И в Саньку лихой дух вошел.
Нех поховаюць,
Ксендза не тшеба!
И Санька совсем веселым разбойником глядел и щурился в канавку, будто нож отточил и пробует. И на облака глянул, как на товарищей, и подтянул Тадеушу:
Нех поховаюць,
Ксендза не тшеба!
Проело мало, на три четверти миллиметра. Санька завернул квадрат в фильтровальную бумагу, сунул в карман, запел под Тадеуша:
С этим не вышло,
Другим пособим!
И захотелось на улицу, новым духом всех оглядеть. Стукнул дорогой Тадеуша по плечу:
Другим пособим!
— А нам кто пособлять будет? — смеялся Тадеуш, тряс мокрые руки.

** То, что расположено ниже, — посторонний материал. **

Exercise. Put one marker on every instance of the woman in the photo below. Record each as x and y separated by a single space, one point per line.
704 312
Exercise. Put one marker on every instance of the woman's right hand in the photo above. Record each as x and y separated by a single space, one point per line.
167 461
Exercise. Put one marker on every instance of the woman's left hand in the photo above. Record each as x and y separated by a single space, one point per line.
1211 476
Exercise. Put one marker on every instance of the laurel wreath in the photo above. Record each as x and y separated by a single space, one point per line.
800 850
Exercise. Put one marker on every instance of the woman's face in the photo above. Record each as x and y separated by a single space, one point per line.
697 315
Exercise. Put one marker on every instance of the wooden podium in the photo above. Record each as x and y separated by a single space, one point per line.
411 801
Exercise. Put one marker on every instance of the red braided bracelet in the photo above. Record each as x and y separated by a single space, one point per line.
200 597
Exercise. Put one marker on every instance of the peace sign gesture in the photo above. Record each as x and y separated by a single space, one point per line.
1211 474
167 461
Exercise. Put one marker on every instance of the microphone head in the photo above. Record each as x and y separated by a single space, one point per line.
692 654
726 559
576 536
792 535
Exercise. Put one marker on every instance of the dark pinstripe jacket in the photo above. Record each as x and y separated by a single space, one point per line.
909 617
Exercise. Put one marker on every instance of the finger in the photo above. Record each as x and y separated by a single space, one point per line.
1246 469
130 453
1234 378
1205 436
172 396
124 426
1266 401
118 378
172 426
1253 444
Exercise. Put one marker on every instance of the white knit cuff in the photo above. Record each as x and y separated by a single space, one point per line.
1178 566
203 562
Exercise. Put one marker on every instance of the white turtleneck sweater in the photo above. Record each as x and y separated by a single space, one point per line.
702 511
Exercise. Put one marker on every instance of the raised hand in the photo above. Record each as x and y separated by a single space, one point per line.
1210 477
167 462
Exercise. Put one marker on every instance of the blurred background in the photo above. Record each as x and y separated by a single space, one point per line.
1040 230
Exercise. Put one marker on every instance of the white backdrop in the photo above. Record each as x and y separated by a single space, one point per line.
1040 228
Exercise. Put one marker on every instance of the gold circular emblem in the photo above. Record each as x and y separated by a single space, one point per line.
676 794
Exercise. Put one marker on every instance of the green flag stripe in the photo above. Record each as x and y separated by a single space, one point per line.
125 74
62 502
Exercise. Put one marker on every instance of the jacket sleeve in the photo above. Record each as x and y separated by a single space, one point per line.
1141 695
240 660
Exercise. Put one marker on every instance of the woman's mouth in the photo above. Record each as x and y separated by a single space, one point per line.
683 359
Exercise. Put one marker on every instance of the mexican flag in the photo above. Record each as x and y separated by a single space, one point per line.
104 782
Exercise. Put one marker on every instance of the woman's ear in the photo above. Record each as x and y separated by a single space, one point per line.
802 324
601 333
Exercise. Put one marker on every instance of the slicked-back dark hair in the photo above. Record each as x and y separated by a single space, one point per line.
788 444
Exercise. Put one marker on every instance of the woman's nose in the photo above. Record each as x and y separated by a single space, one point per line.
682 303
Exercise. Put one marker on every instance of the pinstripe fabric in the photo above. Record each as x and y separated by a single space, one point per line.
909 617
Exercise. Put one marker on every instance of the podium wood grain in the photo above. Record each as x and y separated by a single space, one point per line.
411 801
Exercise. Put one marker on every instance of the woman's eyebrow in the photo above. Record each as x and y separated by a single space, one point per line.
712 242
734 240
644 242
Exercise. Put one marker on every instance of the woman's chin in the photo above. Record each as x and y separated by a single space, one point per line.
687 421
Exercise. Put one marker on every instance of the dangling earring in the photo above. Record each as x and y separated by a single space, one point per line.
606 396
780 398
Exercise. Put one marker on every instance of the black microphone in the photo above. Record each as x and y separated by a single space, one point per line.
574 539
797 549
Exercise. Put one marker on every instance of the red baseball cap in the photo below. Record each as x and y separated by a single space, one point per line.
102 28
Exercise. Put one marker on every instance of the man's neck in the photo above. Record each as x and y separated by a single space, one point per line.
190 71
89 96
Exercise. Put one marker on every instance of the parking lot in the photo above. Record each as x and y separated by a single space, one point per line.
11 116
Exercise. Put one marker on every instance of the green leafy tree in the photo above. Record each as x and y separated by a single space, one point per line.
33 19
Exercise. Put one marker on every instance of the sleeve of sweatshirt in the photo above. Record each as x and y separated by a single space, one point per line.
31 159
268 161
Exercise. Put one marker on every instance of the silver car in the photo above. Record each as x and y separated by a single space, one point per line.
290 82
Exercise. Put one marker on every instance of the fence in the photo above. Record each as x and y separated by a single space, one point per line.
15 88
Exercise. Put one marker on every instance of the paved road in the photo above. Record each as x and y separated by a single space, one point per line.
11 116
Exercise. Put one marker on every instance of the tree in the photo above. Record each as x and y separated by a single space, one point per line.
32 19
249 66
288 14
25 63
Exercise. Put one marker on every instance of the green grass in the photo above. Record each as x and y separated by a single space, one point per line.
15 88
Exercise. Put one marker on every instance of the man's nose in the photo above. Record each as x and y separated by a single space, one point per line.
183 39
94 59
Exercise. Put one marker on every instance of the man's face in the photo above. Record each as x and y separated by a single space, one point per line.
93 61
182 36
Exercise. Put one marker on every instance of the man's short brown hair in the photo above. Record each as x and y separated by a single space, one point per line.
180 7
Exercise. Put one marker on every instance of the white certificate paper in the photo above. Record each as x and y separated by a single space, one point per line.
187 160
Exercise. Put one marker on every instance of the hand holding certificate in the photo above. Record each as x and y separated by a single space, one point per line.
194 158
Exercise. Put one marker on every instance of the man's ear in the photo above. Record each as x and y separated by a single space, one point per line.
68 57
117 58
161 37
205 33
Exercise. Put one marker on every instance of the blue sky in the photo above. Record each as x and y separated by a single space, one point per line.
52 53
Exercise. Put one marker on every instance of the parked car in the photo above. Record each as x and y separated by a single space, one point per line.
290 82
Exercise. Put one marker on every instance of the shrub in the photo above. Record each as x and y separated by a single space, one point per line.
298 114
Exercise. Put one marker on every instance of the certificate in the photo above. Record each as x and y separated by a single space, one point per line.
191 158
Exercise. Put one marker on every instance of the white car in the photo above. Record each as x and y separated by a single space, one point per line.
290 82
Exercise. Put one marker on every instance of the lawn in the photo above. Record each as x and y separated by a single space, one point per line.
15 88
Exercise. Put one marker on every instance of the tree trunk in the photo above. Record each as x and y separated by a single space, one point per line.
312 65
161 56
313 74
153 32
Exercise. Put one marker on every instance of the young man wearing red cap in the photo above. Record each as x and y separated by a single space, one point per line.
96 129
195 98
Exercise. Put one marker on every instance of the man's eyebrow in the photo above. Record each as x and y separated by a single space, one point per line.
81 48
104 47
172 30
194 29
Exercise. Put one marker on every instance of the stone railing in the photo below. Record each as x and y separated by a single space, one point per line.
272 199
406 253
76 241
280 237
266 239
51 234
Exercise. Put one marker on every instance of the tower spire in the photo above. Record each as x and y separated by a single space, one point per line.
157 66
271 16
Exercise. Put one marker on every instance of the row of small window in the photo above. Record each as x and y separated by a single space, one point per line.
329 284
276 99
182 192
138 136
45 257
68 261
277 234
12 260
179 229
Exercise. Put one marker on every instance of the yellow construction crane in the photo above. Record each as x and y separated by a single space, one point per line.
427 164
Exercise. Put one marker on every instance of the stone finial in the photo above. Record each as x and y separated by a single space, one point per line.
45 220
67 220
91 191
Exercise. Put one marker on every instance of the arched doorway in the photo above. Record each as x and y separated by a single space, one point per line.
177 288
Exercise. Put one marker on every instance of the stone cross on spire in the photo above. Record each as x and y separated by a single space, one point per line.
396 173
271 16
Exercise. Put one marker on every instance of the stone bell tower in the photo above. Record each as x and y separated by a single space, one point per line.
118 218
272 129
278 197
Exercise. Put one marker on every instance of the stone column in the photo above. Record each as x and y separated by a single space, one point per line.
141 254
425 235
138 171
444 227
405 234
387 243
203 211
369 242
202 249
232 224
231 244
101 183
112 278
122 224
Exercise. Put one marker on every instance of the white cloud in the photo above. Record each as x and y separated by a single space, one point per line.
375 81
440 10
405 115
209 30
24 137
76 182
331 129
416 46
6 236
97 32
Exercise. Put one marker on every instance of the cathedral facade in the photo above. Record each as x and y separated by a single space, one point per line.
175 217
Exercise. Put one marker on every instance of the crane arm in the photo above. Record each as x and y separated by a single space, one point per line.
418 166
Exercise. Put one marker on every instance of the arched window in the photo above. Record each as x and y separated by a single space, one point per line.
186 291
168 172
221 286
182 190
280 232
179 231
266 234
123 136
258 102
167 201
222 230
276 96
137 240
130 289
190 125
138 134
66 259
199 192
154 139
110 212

Санька бежал по внутренней лестнице и стукал кулаком по перилам все под мазурку:
Нех поховаюць,
Ксендза не тшеба!
Санька круто поворачивал на последней площадке, не глядел на встречного, и тот вдруг положил ему на плечо руку. Санька с разгону пролетел две ступеньки и все еще пел в уме:
Ксендза не тшеба!
А это Кнэк.
— Я к вам.
Санька все собирал брови в серьезный вид.
— Вы начали. А не надо уже. Уж иначе и очень легко. Спасибо.
— Да я тут уж… — Санька полез в карман. Кнэк мягко придержал Санькину руку.
— Не беспокойтесь. — Кнэк стал сходить с лестницы. Они уж были в дверях. — Скажите Башкину, — Кнэк на миг глянул Саньке в глаза, — что я его убью, где встречу: на улице, в церкви, в театре. Скажите ему, что товарища Короткова повесили. Этой ночью.
Кнэк приподнял шляпу, очень мягкую, ласковую такую шляпу.